Zauberspiegel: Im ersten Band "Eine Wunde in der Erde" dauert es immerhin bis auf Seite 5, bis du Kinga, einer der Hauptfiguren, zwei Fingerglieder abtrennst. Ist das Zufall oder als kleiner Seitenhieb auf diejenigen gedacht, die sich über das eine Fingerglied von Aruula schon so erregt haben?
Michael M. Thurner: Zufall. Kinga bekommt in der Einstiegssequenz ja einiges ab, die abgetrennten Fingerchen sind da nur eine klitzekleine Nebenerscheinung.
Zauberspiegel: Apropos Aruulas Fingerglied: Inzwischen hat sie es ja wieder. War das von Anfang an geplant oder war es ein Eingeständnis an die Leser, die sich beschwert hatten?
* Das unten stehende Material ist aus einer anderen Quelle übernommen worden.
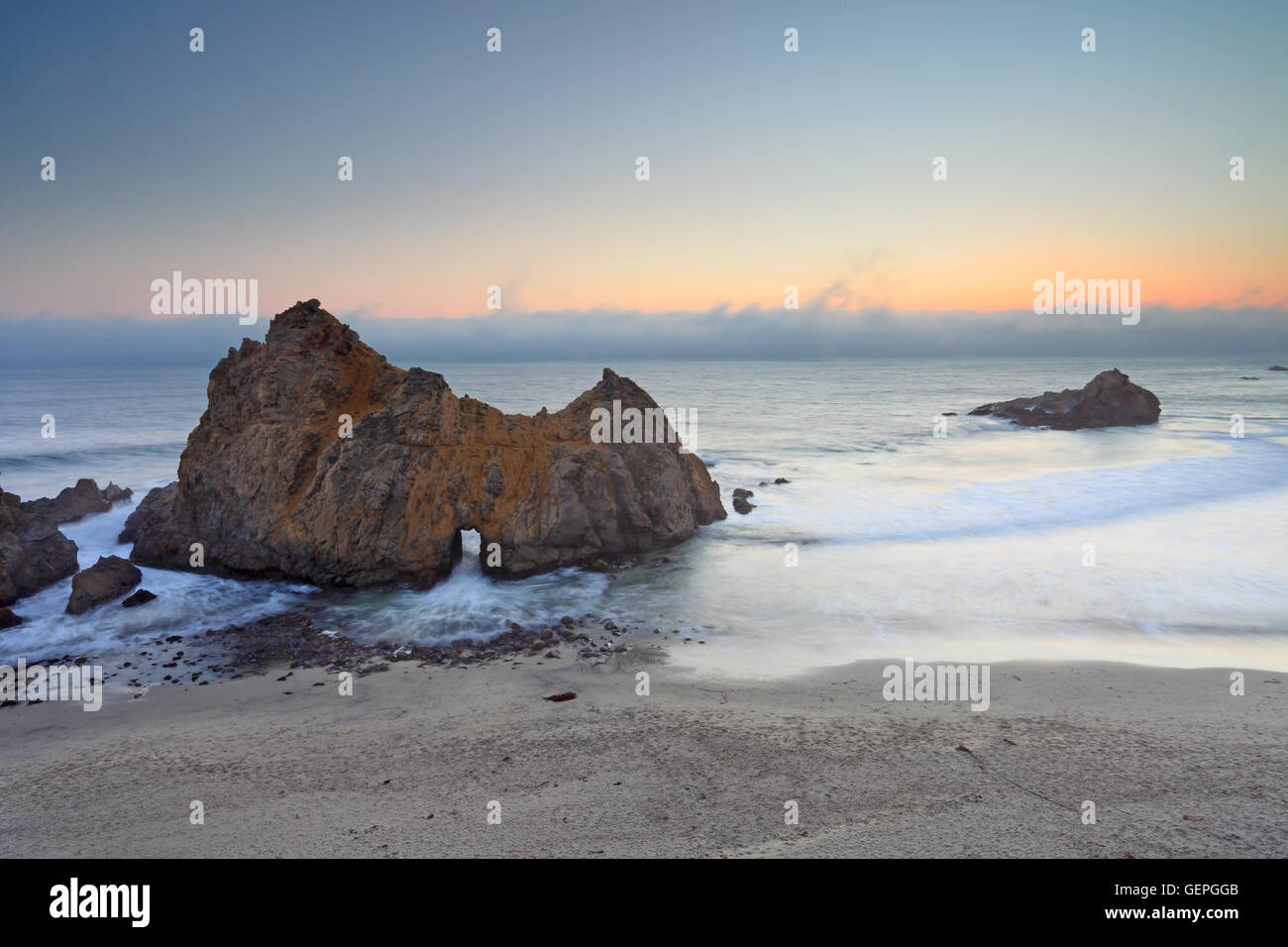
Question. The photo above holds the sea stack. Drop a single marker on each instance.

Michael M. Thurner: Ich hatte dazumal die Idee, die Verletzlichkeit unserer Protagonisten aufzuzeigen (Meine Ansicht, Aruula hopps gehen zu lassen und durch jemand Anderen ersetzen zu lassen, lässt sich ja nicht durchsetzen. ). Matt und Aruula sind Menschen, und keine Superwesen. Warum also statt einer Prellung, einer Verrenkung oder eines Bruchs nicht mal etwas Ernsthafteres? Ich machte also per eMail unter den Autoren eine Umfrage, ob man Aruula den einen oder anderen Körperteil amputieren könnte. Es gab durchaus geteilte Ansichten, die "Finger-ab-Fraktion" setzte sich schließlich knapp durch. Die Idee, einen Pflanzenfinger stattdessen herbeizuzaubern, gebar meines Wissens Mike ein paar Wochen später, noch bevor der Roman an den Kiosken war. Die Reaktionen der Leser waren nicht ausschlaggebend, für mich aber nichtsdestotrotz sehr interessant.
Zauberspiegel: Wie entstehen die Cover von DVdT? Bei dem von Band 1 handelt es sich ja quasi um ein "Szenenfoto". Wer war für die jeweilige Entscheidung verantwortlich, welche Szenen aus den Romanen Chris Noeth malen sollte?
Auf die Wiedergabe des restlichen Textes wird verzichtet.